Aller au contenu principal
Actuellement à l'antenne

Mort de Quentin : pointés du doigt, les Insoumis font bloc

Mort de Quentin : pointés du doigt, les Insoumis font bloc [Amaury Cornu / Hans Lucas / Hans Lucas via AFP]

Depuis le meurtre de Quentin Deranque, La France insoumise est ciblée par la quasi-totalité de la classe politique pour ses liens de proximité avec la Jeune Garde, et ses discours jugés ambigus sur le recours à la violence en politique. Face à ces mises en cause, les Insoumis nient en bloc toute implication dans la mort du jeune homme.

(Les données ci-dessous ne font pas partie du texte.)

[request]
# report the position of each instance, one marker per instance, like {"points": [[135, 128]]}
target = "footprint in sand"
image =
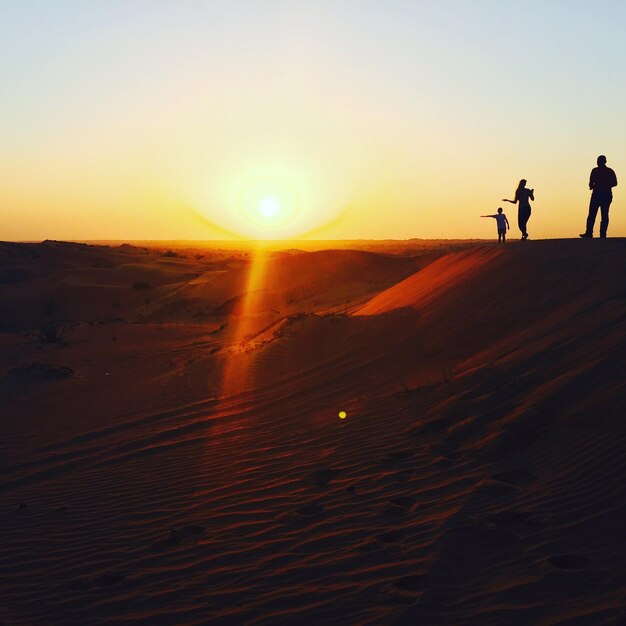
{"points": [[107, 579], [569, 561], [518, 521], [399, 505], [517, 478], [411, 584], [391, 537], [322, 477], [310, 510], [179, 536]]}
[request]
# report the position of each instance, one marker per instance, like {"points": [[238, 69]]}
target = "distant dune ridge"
{"points": [[160, 465]]}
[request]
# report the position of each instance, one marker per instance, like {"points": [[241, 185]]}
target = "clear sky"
{"points": [[130, 119]]}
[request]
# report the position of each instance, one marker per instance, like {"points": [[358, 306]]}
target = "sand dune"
{"points": [[181, 472]]}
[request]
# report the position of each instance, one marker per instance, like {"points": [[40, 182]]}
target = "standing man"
{"points": [[601, 183]]}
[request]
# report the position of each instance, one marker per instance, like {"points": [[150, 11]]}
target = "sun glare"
{"points": [[269, 207]]}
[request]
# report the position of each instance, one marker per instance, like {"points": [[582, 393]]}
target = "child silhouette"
{"points": [[502, 223]]}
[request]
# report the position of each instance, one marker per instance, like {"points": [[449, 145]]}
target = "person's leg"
{"points": [[522, 219], [591, 218], [604, 212]]}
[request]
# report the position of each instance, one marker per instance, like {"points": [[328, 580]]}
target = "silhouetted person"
{"points": [[601, 183], [523, 197], [502, 223]]}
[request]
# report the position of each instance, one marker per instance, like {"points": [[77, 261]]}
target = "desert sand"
{"points": [[171, 450]]}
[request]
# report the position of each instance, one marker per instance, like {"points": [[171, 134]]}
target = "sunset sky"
{"points": [[129, 119]]}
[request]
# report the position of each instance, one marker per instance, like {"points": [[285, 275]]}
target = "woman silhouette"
{"points": [[523, 197]]}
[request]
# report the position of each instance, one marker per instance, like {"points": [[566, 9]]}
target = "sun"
{"points": [[269, 207]]}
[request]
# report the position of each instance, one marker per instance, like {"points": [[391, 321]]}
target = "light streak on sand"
{"points": [[237, 371]]}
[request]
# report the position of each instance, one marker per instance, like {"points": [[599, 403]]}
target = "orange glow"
{"points": [[236, 373]]}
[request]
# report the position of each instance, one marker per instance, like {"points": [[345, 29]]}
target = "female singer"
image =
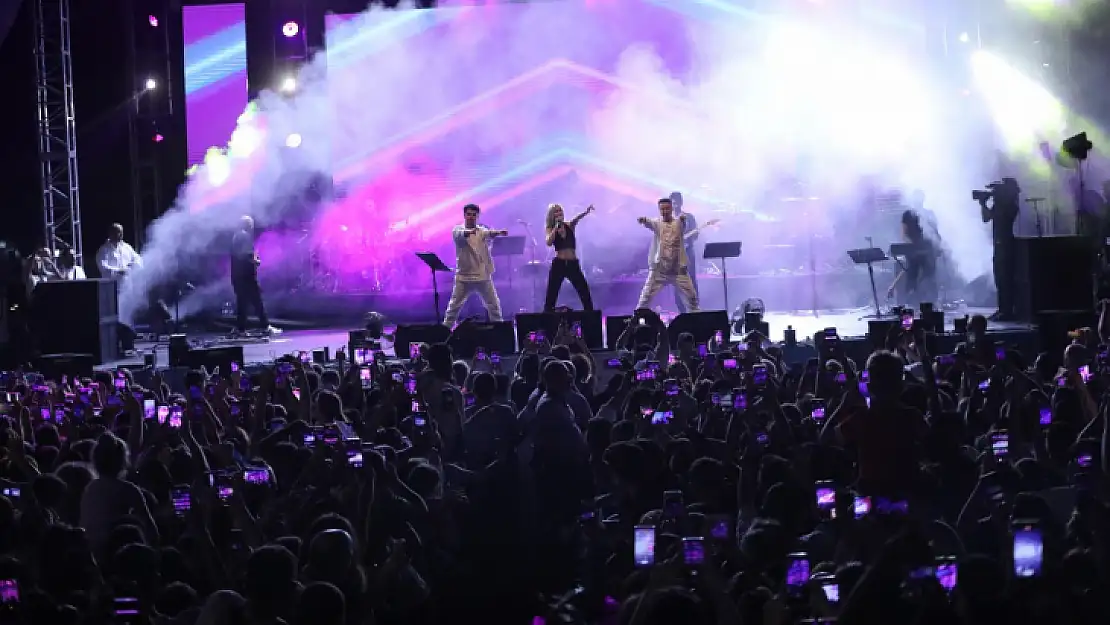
{"points": [[920, 268], [565, 265]]}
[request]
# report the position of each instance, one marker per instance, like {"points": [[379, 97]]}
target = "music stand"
{"points": [[435, 264], [507, 247], [723, 251], [868, 256]]}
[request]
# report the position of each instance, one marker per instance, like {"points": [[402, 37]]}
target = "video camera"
{"points": [[1005, 188]]}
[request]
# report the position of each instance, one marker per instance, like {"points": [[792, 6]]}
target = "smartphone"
{"points": [[826, 497], [175, 416], [182, 500], [694, 551], [644, 545], [256, 475], [1046, 415], [673, 504], [1028, 548], [817, 410], [797, 573], [947, 571], [1000, 444], [759, 375]]}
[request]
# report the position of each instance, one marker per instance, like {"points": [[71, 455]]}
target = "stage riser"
{"points": [[778, 293]]}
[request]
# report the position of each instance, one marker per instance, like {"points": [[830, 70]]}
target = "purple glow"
{"points": [[215, 74]]}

Quentin, Lyonnais de 23 ans, a été lynché par l'ultra-gauche en marge d'une manifestation le 12 février, et est décédé deux jours plus tard de ses blessures. Une mort imputée à certains membres de La France insoumise, qui nie en bloc les accusations à son encontre.

"La non-violence est un choix fondamental"

Le discours est rôdé depuis près d’une semaine, et est répété en boucle par les cadres insoumis : non, pour Jean-Luc Mélenchon, La France insoumise ne cautionne pas la violence.

"J'ai dit des dizaines de fois que nous étions hostiles et opposés à la violence. J'ai dit autant de fois que la non-violence était un choix fondamental (...) car la violence rabougrit nos mouvements", a-t-il déclaré.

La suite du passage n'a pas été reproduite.